CW: ​Love and ambition are two of the key emotional themes in the book - how do these play out in your characters and what were the key issues you wanted to explore here?

SP: I’m fascinated by the idea of ambition – particularly the point where it tips over from driving a person to achieve a goal, to driving them to lie – or worse – to reap the rewards that goal brings. The love story evolved later, but it became, perhaps, more important in the end. I don’t really think in terms of issues, so I don’t know that I intended to explore anything in particular, other than the collision of those particular characters, in that particular place.
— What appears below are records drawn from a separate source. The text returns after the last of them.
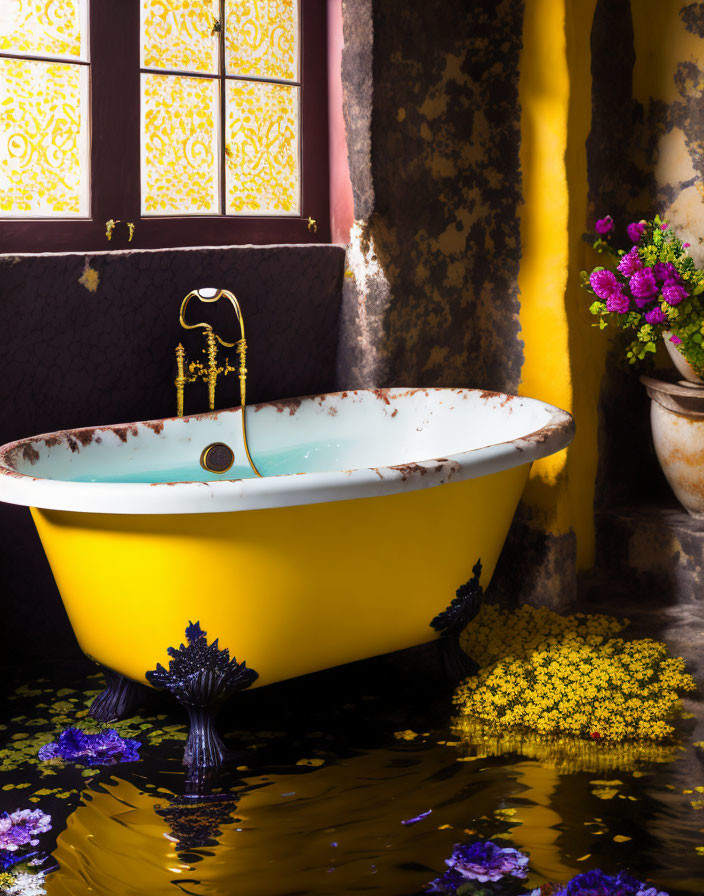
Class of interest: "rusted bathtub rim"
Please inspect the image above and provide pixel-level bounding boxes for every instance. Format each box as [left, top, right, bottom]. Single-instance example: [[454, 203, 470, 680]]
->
[[0, 388, 574, 514]]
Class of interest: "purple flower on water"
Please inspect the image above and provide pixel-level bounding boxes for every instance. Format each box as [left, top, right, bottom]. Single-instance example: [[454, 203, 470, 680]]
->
[[0, 809, 51, 852], [645, 305, 667, 324], [589, 270, 619, 299], [430, 840, 528, 893], [626, 221, 645, 243], [628, 268, 658, 299], [653, 261, 680, 283], [618, 246, 643, 277], [606, 286, 631, 314], [594, 215, 614, 236], [662, 280, 689, 305], [39, 728, 141, 766], [540, 869, 667, 896], [401, 809, 433, 824]]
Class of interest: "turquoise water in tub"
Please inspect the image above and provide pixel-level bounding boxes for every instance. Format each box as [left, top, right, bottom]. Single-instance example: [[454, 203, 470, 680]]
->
[[68, 441, 344, 484]]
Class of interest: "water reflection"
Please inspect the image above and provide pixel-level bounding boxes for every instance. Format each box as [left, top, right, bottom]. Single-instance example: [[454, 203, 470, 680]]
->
[[41, 735, 704, 896]]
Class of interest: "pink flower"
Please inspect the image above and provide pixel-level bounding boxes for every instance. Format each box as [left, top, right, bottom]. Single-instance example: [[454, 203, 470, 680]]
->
[[606, 286, 631, 314], [594, 215, 614, 236], [645, 305, 667, 324], [626, 221, 645, 243], [618, 246, 643, 277], [629, 268, 658, 299], [653, 261, 680, 283], [589, 270, 619, 299]]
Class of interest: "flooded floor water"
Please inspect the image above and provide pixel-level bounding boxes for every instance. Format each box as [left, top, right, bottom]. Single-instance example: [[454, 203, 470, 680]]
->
[[0, 592, 704, 896]]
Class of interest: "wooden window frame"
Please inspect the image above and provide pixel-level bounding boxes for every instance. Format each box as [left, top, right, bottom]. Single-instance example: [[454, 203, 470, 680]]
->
[[0, 0, 330, 254]]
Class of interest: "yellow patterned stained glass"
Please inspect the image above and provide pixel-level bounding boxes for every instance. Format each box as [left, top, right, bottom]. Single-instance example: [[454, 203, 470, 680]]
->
[[0, 0, 88, 59], [225, 80, 300, 215], [225, 0, 298, 81], [142, 73, 220, 215], [0, 58, 89, 218], [142, 0, 220, 74]]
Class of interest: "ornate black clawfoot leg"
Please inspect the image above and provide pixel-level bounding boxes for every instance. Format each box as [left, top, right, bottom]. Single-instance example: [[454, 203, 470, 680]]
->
[[146, 622, 259, 794], [430, 560, 484, 682], [88, 669, 148, 722]]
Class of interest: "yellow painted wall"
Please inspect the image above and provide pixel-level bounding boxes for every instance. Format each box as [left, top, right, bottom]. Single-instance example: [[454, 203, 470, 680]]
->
[[518, 0, 607, 568]]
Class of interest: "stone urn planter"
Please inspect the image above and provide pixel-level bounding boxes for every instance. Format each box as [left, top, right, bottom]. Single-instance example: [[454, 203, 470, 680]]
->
[[641, 374, 704, 520]]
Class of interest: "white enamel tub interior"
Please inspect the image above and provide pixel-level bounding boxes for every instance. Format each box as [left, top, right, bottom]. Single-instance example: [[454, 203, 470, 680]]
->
[[0, 389, 574, 514]]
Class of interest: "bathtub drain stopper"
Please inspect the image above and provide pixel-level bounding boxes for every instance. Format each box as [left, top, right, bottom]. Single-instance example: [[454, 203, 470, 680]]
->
[[200, 442, 235, 473]]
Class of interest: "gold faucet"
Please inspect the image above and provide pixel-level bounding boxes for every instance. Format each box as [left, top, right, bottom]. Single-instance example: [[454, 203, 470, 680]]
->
[[174, 289, 262, 477]]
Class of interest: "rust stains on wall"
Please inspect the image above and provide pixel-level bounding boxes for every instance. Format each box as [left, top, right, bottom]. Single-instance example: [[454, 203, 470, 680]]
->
[[338, 0, 523, 390]]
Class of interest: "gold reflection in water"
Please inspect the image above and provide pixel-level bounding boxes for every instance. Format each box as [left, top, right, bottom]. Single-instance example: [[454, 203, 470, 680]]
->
[[452, 716, 683, 774]]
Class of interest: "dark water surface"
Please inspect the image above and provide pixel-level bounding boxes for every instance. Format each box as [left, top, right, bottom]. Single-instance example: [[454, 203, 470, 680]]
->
[[0, 651, 704, 896]]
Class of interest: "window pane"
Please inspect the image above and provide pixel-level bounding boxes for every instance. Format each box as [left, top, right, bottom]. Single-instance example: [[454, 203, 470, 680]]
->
[[0, 0, 88, 59], [142, 0, 220, 75], [142, 74, 220, 215], [0, 58, 89, 218], [225, 0, 298, 81], [225, 80, 300, 215]]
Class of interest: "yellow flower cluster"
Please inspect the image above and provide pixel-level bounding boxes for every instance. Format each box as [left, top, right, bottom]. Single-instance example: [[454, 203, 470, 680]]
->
[[454, 604, 695, 742]]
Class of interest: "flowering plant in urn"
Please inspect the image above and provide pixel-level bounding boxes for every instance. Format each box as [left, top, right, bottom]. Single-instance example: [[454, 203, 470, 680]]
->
[[581, 215, 704, 377]]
I suppose one thing that emerges is the way Flora holds onto her self and her autonomy under the onslaughts of the time – society, cultural expectations, biology, and indeed, love. Another thing that came to concern me very much is the way that sex is portrayed in fiction. I didn’t set out to write an explicit love story, but as writing progressed, I came to feel that not to precisely describe the affair between the two main characters would be a cop-out (no pun intended!). I’m a pedant; I get annoyed by love scenes where you’re left with questions like, Sorry, did she have an orgasm? How? What were they using for contraception? (Particularly pertinent, perhaps, in historical fiction.) And if you’re writing about the difference between good, bad and indifferent sex – well, it seems to me you have to be specific.

CW: The book tackles a number of serious subjects, including for example the impacts of colonisation and what that meant for the lives of indigenous people - can you say a little about these?

SP: It’s hard to avoid such things in writing about Arctic exploration. It’s also what makes it, for me, more fascinating than the Antarctic, where explorers could continue to behave in their own cultural bubble without anyone challenging them. The parts of the book most closely modeled on history are the various trials the Inuit characters suffer at the hands of explorers. Although there was nothing in Greenland to compare with the genocide in, for example, Tasmania, (because the land was commercially unexploitable), horrific things occurred: some accidental, like the fatality of unfamiliar diseases, and some that sprang from the explorers’ sense of white supremacy. Though some explorers in the book, as in history, are more insensitive than others, no one comes out of it with completely clean hands.

CW: This isn't the first time you've written about northern, unforgiving settings ( your first book, The Tenderness of Wolves was set in Canada) - what is it do you think that draws you to write about such landscapes?


SP: I don’t seem to be able to stay away from them for long. Some people are drawn to deserts – for me, it’s the north. Perhaps because it’s close to the Scottish landscapes of my childhood. We spent all our holidays in the Highlands or on the North-West coast, and there’s something about bleak, rugged landscape that gets into your bones. And that’s even before you get to the ice and snow – it’s beautiful yet deadly; it’s ephemeral and transformative, it both conceals and reveals... Such hostile surroundings force people to reveal themselves, too. Two of the things I most enjoyed writing were my vision of Eden, which had to be a northern place; and being inside a glacier: something truly extraordinary.